Static Data

Basically, this is the same as queries, but for data that is bigger and that is relevant for a longer period of time. This is in contrast with queries, that are smaller but are distributed on the network faster(2).

The kind of data that should be used for this is data that is not often changed, that is, not dynamic. For example, web pages that do not change often is something that could be considered as "static" data. If the data has to be generated "on-the-fly" (dynamic), then you should send a query that will initiate a two-way data transfer instead[1].

The Network as a Database

Let's say you have some data that you want to be distributed and kept in the database by as many computers as possible, then you need to distribute static data. Then, all computers that will keep that data will become a "duplicate" of you, and you will also become the "duplicate" of the rest of the network. The advantage of this is that each computer will have locally a copy of your data and won't need to ask you "Do you have that data, and if so, can you give me a copy?".

So, the network somehow becomes a database, where each node has a copy of the same data as all the other nodes(3).

How Static Data is distributed

Because static data is substantially bigger than queries, we cannot afford to send all the static data from a node to all its adjacent nodes. So, uploading static data from a node to another node has to be a two-step process.
The first step is to ask "do you already have that data". Actually, it is "Here's a list of what I have. What do you want?". Then, the other node will reply with a list of the data it wants.
Then, the second step is to actually upload the requested data from one node to the other one.

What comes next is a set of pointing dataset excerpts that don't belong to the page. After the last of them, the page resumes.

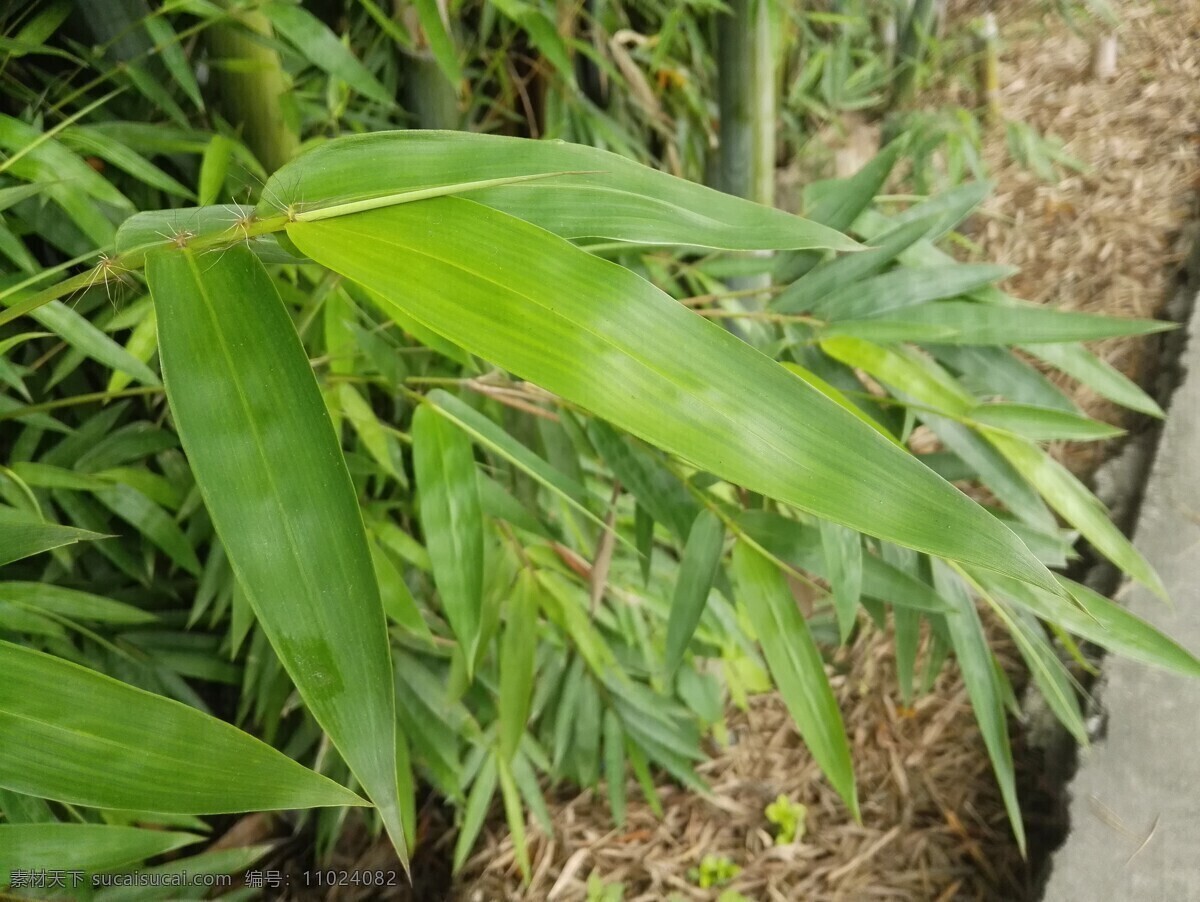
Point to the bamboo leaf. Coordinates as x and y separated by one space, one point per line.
1077 505
598 335
599 194
453 522
22 536
72 603
844 561
971 323
1095 373
82 847
1097 619
1041 424
979 673
701 557
223 861
322 48
805 293
796 665
615 765
261 443
109 745
904 288
489 434
367 426
478 801
441 43
519 647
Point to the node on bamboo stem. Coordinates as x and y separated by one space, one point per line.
989 68
1104 56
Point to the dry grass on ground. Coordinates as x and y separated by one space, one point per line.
1107 240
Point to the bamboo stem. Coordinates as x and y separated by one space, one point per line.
250 90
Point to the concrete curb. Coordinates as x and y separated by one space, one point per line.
1135 798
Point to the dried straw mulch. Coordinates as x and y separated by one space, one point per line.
1107 240
933 823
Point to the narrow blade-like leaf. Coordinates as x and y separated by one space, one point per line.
604 196
701 557
453 522
262 446
796 665
81 847
108 745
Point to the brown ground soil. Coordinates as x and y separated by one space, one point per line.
1107 240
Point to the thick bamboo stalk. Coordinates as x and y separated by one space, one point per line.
250 88
745 62
989 68
427 94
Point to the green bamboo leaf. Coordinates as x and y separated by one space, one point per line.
142 346
838 203
1041 424
322 48
113 746
844 561
82 847
801 546
214 168
153 522
947 210
1081 364
367 426
835 395
89 142
701 557
173 56
598 194
223 861
807 292
796 665
397 597
659 491
261 443
453 522
22 535
475 812
1050 675
991 372
904 288
1071 359
519 647
970 323
485 432
1097 619
514 813
441 43
73 603
1077 505
541 32
598 335
982 678
615 765
993 469
83 336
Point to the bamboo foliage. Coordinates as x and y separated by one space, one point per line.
449 475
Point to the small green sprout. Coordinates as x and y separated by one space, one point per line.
601 891
713 871
789 817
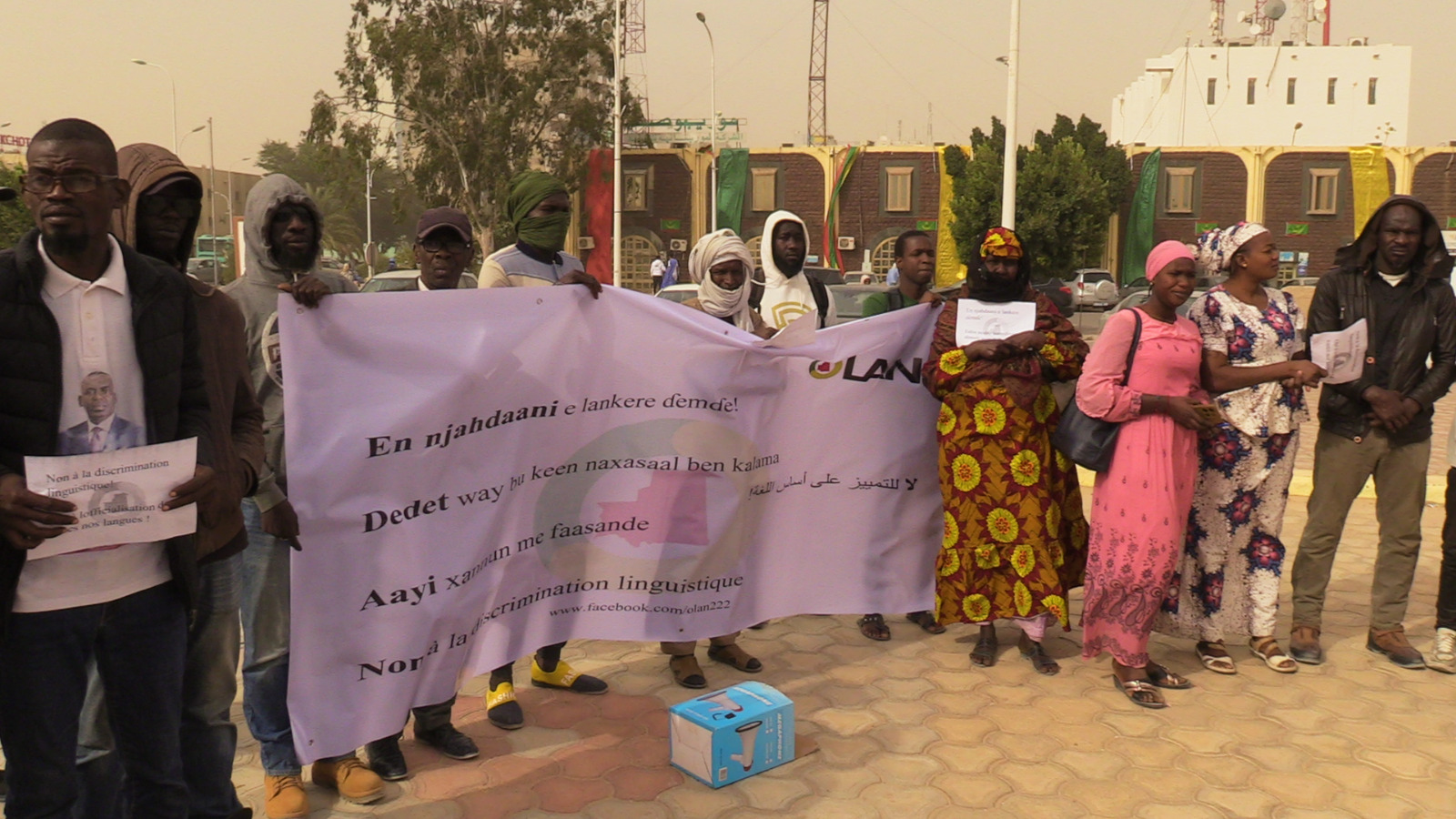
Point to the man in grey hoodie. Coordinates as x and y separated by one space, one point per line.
281 230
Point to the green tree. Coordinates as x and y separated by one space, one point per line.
480 91
15 217
1069 182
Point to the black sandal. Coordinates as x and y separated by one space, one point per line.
874 627
986 646
926 622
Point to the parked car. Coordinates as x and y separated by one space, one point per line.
679 293
395 280
1092 288
849 300
1059 292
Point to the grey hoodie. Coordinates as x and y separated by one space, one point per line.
257 293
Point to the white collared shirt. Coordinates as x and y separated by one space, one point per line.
96 336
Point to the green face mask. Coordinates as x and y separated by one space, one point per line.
545 232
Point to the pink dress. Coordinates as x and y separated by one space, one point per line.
1140 504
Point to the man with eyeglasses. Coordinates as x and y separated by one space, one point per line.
75 300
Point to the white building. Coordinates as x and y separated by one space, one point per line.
1269 95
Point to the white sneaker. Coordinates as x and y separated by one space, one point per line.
1443 656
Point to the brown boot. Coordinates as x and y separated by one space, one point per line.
1303 646
1394 644
351 778
284 797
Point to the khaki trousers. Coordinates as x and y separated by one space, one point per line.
691 646
1341 468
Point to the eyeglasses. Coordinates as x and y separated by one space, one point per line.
43 182
436 245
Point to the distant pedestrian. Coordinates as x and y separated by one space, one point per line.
1140 504
1016 538
1394 276
1254 363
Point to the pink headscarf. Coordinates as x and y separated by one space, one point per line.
1165 254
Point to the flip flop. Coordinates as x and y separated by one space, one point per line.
1140 693
1218 663
926 622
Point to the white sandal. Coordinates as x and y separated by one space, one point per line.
1274 658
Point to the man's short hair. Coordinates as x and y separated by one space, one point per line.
906 237
75 130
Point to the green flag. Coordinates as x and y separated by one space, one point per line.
733 182
1139 241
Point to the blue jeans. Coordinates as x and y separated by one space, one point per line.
264 577
208 685
138 643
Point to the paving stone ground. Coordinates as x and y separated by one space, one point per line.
910 729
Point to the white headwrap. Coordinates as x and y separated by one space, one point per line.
717 248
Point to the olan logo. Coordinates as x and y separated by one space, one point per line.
881 369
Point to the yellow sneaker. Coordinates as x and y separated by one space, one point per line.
567 678
354 782
501 707
284 797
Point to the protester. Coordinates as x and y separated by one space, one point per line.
281 230
539 210
1228 581
443 249
1395 276
73 302
720 266
1140 504
159 219
1016 538
916 252
786 292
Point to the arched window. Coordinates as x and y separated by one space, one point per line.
637 264
883 258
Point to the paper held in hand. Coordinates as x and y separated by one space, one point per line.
1341 353
977 321
118 494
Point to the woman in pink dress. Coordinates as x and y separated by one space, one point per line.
1140 504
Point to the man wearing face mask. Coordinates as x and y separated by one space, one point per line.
539 210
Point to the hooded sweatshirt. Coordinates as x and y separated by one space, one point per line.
786 298
257 293
235 419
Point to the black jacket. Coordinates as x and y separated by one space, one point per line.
31 390
1426 353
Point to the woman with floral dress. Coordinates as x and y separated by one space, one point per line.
1228 581
1016 538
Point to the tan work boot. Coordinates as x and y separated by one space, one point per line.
284 797
354 782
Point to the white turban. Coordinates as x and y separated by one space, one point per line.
717 248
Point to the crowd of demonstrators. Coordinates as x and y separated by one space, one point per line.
1016 538
113 703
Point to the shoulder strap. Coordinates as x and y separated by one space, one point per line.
1132 349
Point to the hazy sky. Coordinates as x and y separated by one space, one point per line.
255 65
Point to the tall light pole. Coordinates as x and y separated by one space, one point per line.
1009 157
713 72
174 99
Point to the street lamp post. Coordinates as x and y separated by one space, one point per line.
174 99
713 72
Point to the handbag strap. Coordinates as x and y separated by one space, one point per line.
1132 349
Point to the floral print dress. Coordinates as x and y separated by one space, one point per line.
1229 574
1016 537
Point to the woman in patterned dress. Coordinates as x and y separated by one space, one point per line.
1140 504
1228 581
1016 538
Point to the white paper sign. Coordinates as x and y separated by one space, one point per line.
977 321
116 494
1341 353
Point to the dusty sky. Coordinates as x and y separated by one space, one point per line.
254 65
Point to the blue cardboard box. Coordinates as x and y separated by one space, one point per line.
733 733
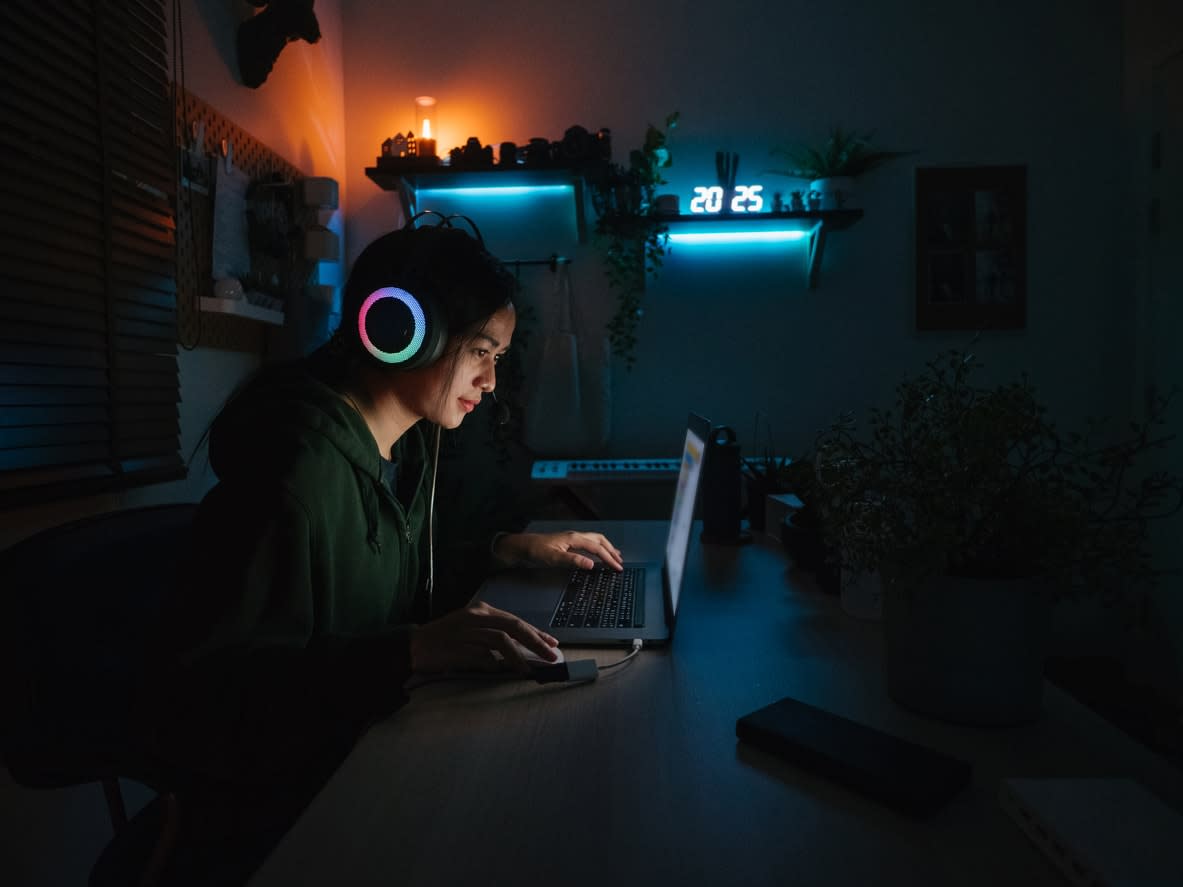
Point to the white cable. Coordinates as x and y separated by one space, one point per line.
431 529
637 648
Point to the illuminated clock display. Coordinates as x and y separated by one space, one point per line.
711 198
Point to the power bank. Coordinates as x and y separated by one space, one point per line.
906 776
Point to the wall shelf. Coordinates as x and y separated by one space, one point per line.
813 224
409 182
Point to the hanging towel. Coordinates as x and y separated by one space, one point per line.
554 421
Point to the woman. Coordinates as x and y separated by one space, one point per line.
309 600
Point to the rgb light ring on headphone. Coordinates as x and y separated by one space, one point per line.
417 312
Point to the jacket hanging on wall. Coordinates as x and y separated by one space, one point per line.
555 421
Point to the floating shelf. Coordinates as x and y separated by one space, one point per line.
813 224
409 181
241 308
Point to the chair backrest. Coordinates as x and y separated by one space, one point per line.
78 604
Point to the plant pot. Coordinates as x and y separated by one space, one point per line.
836 193
968 651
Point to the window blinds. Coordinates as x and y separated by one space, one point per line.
89 387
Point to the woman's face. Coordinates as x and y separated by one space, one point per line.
452 387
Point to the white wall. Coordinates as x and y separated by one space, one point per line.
1154 32
958 83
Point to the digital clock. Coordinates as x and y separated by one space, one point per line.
711 198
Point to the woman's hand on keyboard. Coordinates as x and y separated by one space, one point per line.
569 548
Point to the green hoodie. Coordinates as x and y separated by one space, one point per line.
292 630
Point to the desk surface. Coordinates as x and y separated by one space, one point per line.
639 778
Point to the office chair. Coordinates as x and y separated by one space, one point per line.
77 608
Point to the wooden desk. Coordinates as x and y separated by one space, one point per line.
638 777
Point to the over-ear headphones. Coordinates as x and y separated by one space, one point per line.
403 325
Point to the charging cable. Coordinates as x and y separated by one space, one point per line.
637 648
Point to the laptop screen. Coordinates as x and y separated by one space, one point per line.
677 543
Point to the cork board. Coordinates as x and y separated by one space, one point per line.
194 221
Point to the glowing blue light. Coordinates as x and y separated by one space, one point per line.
736 237
501 191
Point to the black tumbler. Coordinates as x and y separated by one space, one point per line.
721 489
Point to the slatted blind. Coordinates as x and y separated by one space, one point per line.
89 389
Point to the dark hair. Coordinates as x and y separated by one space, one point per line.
434 261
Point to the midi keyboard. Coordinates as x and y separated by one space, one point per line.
603 471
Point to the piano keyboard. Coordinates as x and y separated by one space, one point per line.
600 471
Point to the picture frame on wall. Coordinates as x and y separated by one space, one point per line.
971 247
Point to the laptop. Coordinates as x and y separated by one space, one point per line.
603 612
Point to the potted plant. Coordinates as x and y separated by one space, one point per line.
832 167
977 512
631 235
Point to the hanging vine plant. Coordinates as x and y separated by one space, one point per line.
632 238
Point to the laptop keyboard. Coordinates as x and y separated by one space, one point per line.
602 599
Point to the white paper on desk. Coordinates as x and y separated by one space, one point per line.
1099 832
231 256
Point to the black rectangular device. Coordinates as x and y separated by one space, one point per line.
904 775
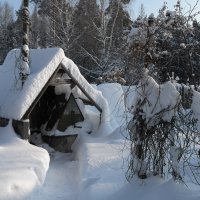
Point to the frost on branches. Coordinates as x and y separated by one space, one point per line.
164 135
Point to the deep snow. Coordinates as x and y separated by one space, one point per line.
95 171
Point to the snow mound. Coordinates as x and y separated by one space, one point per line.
23 166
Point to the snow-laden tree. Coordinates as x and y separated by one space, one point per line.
169 46
6 29
164 136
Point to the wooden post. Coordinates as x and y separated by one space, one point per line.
24 68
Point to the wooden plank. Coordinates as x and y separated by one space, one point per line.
26 115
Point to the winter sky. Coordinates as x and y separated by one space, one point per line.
151 6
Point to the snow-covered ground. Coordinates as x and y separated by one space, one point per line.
94 171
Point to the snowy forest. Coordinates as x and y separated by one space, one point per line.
157 55
106 44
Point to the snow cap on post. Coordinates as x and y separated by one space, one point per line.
24 68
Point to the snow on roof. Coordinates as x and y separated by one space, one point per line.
96 95
15 100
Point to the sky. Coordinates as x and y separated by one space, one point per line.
150 6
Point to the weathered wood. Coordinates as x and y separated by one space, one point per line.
3 122
26 115
71 114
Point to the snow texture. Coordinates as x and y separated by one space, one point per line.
15 100
23 166
95 171
158 101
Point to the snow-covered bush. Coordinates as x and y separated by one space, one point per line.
164 136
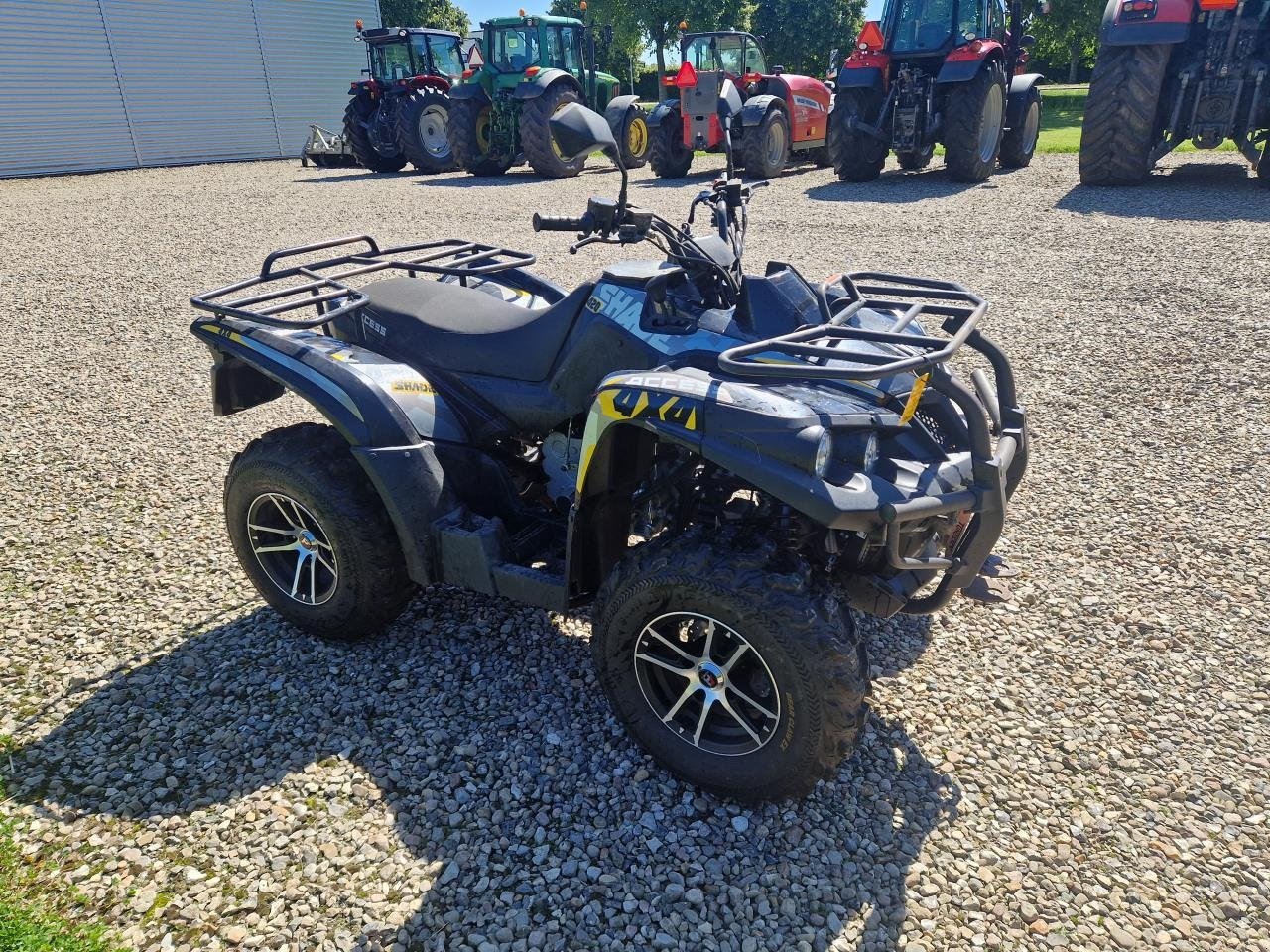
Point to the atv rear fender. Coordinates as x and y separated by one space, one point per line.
1169 23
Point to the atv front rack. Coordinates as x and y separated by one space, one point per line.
324 286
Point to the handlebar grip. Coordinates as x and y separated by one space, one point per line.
558 222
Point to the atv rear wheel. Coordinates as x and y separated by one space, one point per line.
313 535
667 154
1119 127
729 665
375 153
470 139
540 149
1020 144
975 117
767 145
422 121
857 157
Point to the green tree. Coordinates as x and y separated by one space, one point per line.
801 33
443 14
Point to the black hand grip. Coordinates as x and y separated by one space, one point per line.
558 222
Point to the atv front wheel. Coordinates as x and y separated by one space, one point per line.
313 535
730 666
422 121
372 151
857 157
767 145
975 117
667 154
471 137
540 149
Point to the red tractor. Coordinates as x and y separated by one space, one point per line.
781 113
938 71
1176 70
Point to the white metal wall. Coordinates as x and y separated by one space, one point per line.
107 84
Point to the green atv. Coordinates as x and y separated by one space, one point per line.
530 68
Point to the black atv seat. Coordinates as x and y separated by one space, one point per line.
465 330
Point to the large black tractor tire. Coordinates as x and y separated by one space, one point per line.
799 675
1119 127
667 154
856 157
313 535
468 137
357 114
423 117
766 146
540 149
974 119
1020 143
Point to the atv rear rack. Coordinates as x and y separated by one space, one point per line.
324 285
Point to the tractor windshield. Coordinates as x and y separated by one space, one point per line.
734 55
513 49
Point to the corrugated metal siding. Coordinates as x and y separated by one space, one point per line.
312 56
60 103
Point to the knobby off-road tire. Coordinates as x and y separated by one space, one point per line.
423 117
856 157
536 143
667 154
1120 113
349 529
974 118
804 642
1020 144
357 113
467 143
766 146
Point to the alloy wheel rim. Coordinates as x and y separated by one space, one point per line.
706 683
293 548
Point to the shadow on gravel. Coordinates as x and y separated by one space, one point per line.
1191 191
497 756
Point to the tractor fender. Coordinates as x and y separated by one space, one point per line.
1171 23
670 108
757 107
538 84
388 412
964 62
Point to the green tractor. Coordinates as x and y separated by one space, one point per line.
525 70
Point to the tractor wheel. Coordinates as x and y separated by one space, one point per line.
856 157
766 146
468 134
667 154
917 160
730 665
371 151
1020 144
540 149
634 137
974 118
313 535
1120 113
422 119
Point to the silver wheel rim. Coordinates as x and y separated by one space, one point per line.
432 131
991 130
706 683
291 548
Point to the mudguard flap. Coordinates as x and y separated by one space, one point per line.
1171 23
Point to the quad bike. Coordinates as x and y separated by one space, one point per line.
938 71
719 463
400 113
529 68
783 114
1176 70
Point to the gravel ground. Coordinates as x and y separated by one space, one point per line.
1084 767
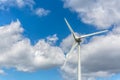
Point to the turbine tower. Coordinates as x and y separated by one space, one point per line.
78 40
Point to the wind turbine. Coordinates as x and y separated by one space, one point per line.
78 40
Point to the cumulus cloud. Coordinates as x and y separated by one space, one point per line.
17 52
7 4
100 13
41 12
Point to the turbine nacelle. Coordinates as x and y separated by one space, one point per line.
78 39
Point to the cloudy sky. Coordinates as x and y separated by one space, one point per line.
34 39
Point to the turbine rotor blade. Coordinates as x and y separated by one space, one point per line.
70 28
95 33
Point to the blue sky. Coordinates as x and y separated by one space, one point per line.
35 39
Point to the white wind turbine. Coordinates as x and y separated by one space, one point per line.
77 40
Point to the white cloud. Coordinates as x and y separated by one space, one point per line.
7 4
100 13
17 52
41 12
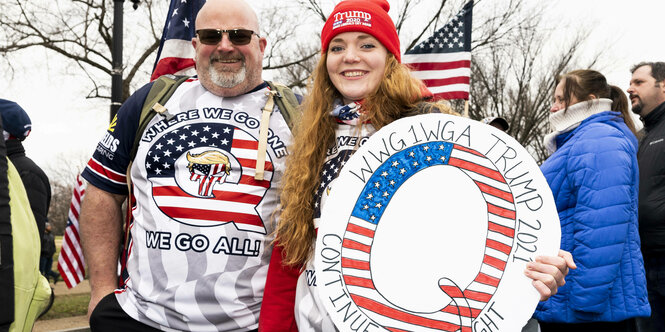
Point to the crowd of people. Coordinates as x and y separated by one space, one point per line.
189 255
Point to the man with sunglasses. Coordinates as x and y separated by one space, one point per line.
199 236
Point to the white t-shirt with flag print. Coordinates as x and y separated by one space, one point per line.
200 240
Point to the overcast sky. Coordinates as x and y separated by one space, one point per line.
66 125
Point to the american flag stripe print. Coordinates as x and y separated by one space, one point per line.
443 61
226 203
106 173
70 261
175 54
361 228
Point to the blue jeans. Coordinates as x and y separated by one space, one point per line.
655 270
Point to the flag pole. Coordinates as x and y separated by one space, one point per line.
116 71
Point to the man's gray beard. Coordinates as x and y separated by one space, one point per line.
227 79
637 109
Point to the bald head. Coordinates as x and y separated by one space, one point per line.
227 69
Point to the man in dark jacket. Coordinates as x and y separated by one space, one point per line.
17 127
647 95
46 255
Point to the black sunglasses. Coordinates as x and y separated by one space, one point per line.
236 36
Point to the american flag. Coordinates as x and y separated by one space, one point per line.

You have to note though that a node can never ask "I want this data" without being offered the chance to download it (from the list of "Here's what I have"). Thus, distributing static data is a passive process, as a node doesn't need to "trigger" some action to receive static data(4).

Identifying Static Data

Already, we have a huge problem: how can we identify uniquely some static data "packet"(5)? Remember that the network is a distributed one, so no node can control all the creation of the keys that will uniquely identify the static data packet. From one point in the network, there is no safe way to verify that the "key" you want to create is not already used, or to ensure that no other node will use the same key for a different packet.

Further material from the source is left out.